The Danish Royal Property Trust’s best-known jewellery is the Pearl Poire set, which was not created as a set but is now regarded and used as such. The jewellery set, also called a garniture, consists of a tiara, necklace, earrings, and a large brooch as well as a smaller brooch – all with distinctive pearls.
The tiara and the large brooch are the set’s oldest pieces and were produced in 1820 for Princess Louise of Prussia’s wedding with Prince Frederik of The Netherlands in 1825. The two pieces are believed to have been made in Berlin and where a gift from the bride’s father, Friedrich Wilhelm III of Prussia. When the granddaughter of Prince Frederik and Princess Louise of the Netherlands, Princess Lovisa of Sweden, married the Danish Crown Prince Frederik (VIII) in 1869, the Dutch maternal grandparents gifted the corsage to her and, a few years later, also the tiara.

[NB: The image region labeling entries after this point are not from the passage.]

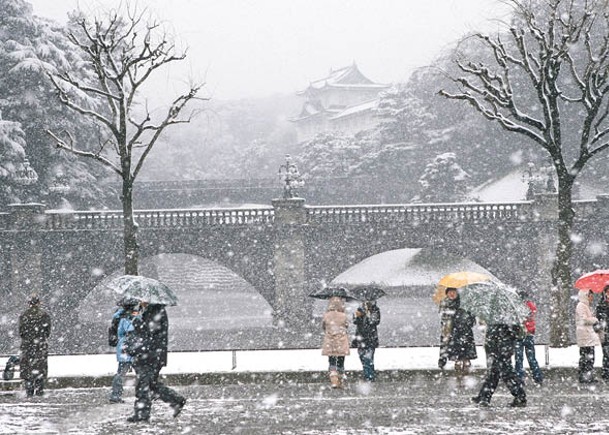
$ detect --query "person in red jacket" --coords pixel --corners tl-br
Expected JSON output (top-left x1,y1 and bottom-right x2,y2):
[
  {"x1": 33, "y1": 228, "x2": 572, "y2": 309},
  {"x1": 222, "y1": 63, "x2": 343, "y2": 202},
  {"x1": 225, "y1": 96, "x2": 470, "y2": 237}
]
[{"x1": 514, "y1": 292, "x2": 543, "y2": 386}]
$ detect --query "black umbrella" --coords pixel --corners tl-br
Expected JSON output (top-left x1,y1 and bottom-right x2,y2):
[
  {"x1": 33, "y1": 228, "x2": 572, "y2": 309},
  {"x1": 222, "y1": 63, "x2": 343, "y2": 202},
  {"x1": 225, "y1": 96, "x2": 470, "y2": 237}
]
[
  {"x1": 348, "y1": 285, "x2": 387, "y2": 301},
  {"x1": 309, "y1": 287, "x2": 354, "y2": 300}
]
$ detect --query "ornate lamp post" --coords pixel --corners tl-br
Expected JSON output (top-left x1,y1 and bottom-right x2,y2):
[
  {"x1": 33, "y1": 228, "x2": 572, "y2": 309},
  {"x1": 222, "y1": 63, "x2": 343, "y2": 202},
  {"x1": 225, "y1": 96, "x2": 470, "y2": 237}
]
[
  {"x1": 13, "y1": 159, "x2": 38, "y2": 186},
  {"x1": 522, "y1": 162, "x2": 556, "y2": 200},
  {"x1": 279, "y1": 154, "x2": 304, "y2": 199},
  {"x1": 49, "y1": 172, "x2": 70, "y2": 195}
]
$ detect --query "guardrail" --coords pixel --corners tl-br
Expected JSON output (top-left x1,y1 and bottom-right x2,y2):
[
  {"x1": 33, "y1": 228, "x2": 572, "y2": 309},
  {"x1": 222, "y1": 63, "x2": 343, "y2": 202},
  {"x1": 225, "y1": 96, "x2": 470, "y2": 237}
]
[
  {"x1": 307, "y1": 201, "x2": 533, "y2": 223},
  {"x1": 0, "y1": 200, "x2": 599, "y2": 230},
  {"x1": 43, "y1": 207, "x2": 274, "y2": 230}
]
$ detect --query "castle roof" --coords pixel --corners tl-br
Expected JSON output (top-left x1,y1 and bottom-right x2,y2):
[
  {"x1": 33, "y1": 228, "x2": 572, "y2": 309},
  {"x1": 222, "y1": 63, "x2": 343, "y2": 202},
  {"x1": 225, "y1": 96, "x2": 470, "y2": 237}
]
[{"x1": 297, "y1": 62, "x2": 387, "y2": 95}]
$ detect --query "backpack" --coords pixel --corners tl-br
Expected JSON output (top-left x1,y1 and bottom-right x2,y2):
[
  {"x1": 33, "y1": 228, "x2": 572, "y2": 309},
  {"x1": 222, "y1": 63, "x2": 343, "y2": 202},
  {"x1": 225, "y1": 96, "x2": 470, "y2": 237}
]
[
  {"x1": 108, "y1": 312, "x2": 127, "y2": 347},
  {"x1": 2, "y1": 355, "x2": 19, "y2": 381}
]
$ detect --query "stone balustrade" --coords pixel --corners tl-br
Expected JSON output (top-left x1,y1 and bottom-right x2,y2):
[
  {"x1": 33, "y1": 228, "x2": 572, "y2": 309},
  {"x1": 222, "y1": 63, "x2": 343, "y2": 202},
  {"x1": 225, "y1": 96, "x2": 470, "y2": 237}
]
[
  {"x1": 0, "y1": 200, "x2": 604, "y2": 231},
  {"x1": 39, "y1": 208, "x2": 273, "y2": 230},
  {"x1": 307, "y1": 201, "x2": 533, "y2": 223}
]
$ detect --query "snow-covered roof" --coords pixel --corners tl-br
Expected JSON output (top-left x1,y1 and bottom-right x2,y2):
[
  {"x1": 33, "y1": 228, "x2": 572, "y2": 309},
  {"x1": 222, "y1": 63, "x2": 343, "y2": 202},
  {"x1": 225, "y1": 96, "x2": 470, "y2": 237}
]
[
  {"x1": 297, "y1": 62, "x2": 388, "y2": 95},
  {"x1": 470, "y1": 169, "x2": 529, "y2": 202},
  {"x1": 329, "y1": 99, "x2": 379, "y2": 120},
  {"x1": 332, "y1": 248, "x2": 493, "y2": 288}
]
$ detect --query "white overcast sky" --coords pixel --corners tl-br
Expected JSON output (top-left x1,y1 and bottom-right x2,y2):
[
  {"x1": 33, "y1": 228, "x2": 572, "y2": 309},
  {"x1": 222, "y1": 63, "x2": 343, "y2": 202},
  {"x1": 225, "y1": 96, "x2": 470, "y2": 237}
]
[{"x1": 28, "y1": 0, "x2": 505, "y2": 99}]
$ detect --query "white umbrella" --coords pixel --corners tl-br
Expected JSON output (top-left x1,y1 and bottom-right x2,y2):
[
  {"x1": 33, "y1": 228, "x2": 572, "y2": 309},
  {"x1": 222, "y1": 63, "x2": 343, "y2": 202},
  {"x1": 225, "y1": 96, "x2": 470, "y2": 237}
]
[{"x1": 106, "y1": 275, "x2": 178, "y2": 306}]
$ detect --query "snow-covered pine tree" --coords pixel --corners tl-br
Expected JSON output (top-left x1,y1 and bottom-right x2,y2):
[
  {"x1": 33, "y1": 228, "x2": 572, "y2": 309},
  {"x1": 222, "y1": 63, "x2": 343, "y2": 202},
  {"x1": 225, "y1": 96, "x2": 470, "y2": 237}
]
[{"x1": 413, "y1": 153, "x2": 470, "y2": 202}]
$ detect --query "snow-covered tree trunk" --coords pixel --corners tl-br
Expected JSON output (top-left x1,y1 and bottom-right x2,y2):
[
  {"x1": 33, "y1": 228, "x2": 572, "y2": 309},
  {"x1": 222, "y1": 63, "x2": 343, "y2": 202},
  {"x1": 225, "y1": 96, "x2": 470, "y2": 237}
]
[
  {"x1": 48, "y1": 2, "x2": 202, "y2": 275},
  {"x1": 440, "y1": 0, "x2": 609, "y2": 346}
]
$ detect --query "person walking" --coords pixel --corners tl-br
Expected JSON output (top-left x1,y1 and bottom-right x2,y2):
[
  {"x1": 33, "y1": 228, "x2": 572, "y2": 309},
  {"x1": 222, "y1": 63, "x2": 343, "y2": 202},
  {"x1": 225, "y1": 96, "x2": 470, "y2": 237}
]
[
  {"x1": 110, "y1": 299, "x2": 139, "y2": 403},
  {"x1": 472, "y1": 324, "x2": 527, "y2": 407},
  {"x1": 514, "y1": 292, "x2": 543, "y2": 386},
  {"x1": 438, "y1": 287, "x2": 478, "y2": 377},
  {"x1": 575, "y1": 290, "x2": 601, "y2": 384},
  {"x1": 596, "y1": 285, "x2": 609, "y2": 381},
  {"x1": 125, "y1": 301, "x2": 186, "y2": 423},
  {"x1": 321, "y1": 296, "x2": 349, "y2": 388},
  {"x1": 353, "y1": 301, "x2": 381, "y2": 382},
  {"x1": 19, "y1": 295, "x2": 51, "y2": 397}
]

The tiara is made of white gold and constructed as a series of stylised, diamond-ornamented lotus flowers, which together form open, slightly tapered arches in slightly increasing height towards the centre of the tiara. From each of the arches hangs a large pear-shaped pearl, thus the name pearl ‘poires’, which dangles with movement. Both the semicircular, ring-shaped base and the tiara’s arches are densely ornamented with ‘old cut’ diamonds on a reflective, silvered based.
The brooch, a so-called ‘corsage’, is made to fasten on the breast part of the dress, hence the name after the French word ‘corps’ for body. The material is white gold densely ornamented with large ‘old cut’ diamonds, and the shape is two, curled up, stylised parts of a plant with a large, round pearl at the top and a diamond rosette at the bottom. From the brooch dangle five diamond-encircled pearl ‘poires’ similar to those of the tiara.
The necklace of the Pearl Poire garniture was a wedding gift for Crown Princess Lovisa in 1869 from the Khedive, or viceroy, of Egypt. The necklace, which was probably made in France, is in white gold with two rows of large ‘old cut’ diamonds, broken up by eight very large pearls, encircled by diamonds. At the bottom of the necklace hung originally five, but now only three, large pear-shaped pearl ‘poires’ surrounded by diamonds.
The set’s earrings in white gold were created from two of the necklace’s original five pendants, which already in Queen Lovisa’s time could be taken off the necklace and used on the ears. They consist of a large pearl with a wreath of diamonds and, beneath, a hanging diamond-encircled pearl ‘poire’.
The fifth part of Pearl Poire garniture is a slightly smaller, completely round brooch with a large pearl, encircled by two rows of ‘old cut’ diamonds. The brooch, which could also be used as a clasp, a so-called ‘fermoire’ in a string of pearls, was also gifted to Queen Lovisa for the wedding in 1869 by her brother-in-law and sister-in-law, the future Tsar Alexander III and Marija Fjodorovna, born Princess Dagmar of Danmark.